Shannon Deep (CMU’10,HNZ’11) of New York City has been a regular contributor to this magazine since her senior year at Carnegie Mellon.
$1 Billion and Counting
Carnegie Mellon University’s Inspire Innovation campaign has crossed the $1 billion milestone.
Thanks to the generous support of our alumni, faculty, staff, students, and friends, the campaign has raised $1.01 billion to date, with $530.6 million going toward our endowment.
Already, we are experiencing the amazing impact this campaign has generated across the entire university, including the establishment of 190 endowed scholarships, 73 endowed fellowships, and 24 endowed professorships.
With the campaign ending on June 30, 2013, there is still time for you to be a part of this historic effort.
The Inspire Innovation Trustee Challenge
There are four separate but interconnected pieces to the Trustee Challenge, all of which help students in need of financial assistance.
Loyal Scot Trustee Challenge
Loyal Scots complete four steps each fiscal year:
- Staying Informed
- Getting Involved
- Giving Back
- Showing Pride
The alumni chapter that reaches thehighest percentage of Loyal Scots among its members by June 30, 2012, will have the naming rights to a $100,000 trustees' gift designated to an endowed student support fund. The challenge repeats the following year.
Andrew Carnegie Society Legacy Scholarship Trustee Challenge
This aspect of the Trustee Challenge encourages donors to create ACS Legacy Scholarships of $10,000 for only a $7,000 contribution. The other $3,000 will come from trustees' contributions. (Certain restrictions apply in terms of donor eligibility.)

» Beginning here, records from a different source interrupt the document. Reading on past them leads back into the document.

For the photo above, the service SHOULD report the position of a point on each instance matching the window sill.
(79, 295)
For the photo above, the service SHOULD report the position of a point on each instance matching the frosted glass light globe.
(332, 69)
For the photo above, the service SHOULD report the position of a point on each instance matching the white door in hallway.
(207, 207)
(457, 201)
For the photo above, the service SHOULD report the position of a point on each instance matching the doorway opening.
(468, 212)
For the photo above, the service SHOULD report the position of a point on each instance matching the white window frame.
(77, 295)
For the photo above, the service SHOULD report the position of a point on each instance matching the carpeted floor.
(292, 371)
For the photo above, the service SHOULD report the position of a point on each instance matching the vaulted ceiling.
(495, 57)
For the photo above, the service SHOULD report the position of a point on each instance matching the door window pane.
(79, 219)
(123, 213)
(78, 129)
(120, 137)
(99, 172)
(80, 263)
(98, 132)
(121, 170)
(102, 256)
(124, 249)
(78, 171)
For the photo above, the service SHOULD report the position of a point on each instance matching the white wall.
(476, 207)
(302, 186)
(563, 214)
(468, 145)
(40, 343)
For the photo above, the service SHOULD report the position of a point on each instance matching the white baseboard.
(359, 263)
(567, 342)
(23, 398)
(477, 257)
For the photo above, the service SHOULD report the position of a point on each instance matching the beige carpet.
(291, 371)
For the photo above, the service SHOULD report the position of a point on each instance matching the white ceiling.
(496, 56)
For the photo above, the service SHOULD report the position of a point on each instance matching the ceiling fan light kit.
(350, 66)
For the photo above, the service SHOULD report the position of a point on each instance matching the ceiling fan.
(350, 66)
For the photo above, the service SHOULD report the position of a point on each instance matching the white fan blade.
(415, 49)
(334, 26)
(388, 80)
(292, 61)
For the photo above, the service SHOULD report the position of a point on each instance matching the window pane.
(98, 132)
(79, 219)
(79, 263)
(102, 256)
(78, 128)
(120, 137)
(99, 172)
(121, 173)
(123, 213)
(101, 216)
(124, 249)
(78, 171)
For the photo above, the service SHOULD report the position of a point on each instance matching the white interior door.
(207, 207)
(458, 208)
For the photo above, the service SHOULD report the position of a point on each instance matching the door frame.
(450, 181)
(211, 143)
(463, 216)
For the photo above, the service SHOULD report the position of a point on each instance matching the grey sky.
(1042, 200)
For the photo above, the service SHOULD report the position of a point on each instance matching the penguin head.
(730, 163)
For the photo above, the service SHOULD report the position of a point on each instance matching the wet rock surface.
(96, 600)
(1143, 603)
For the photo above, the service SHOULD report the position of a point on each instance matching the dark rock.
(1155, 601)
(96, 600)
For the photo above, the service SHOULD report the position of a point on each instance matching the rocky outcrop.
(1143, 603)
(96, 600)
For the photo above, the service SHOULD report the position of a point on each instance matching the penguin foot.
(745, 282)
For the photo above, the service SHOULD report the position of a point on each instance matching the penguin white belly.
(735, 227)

Endowed Scholarship Trustee Challenge
Normally, a $50,000 gift to the university is required to establish a named endowed scholarship. With a partially matched gift, the Trustee Challenge almost halves that commitment. Now, qualified donors need only contribute $30,000 and the trustees will provide the remaining $20,000.
Dietrich College Trustee Challenge
Trustee David Shapira and the Giant Eagle Foundation are offering approximately $800,000 in matching funds to support the Dietrich College of H&SS, which includes matching on a dollar-for-dollar basis any gift of $500 to $100,000 made to the Dietrich College Dean's Innovation Fund. (Opportunities exist to have this challenge tie in to the ACS Challenge.)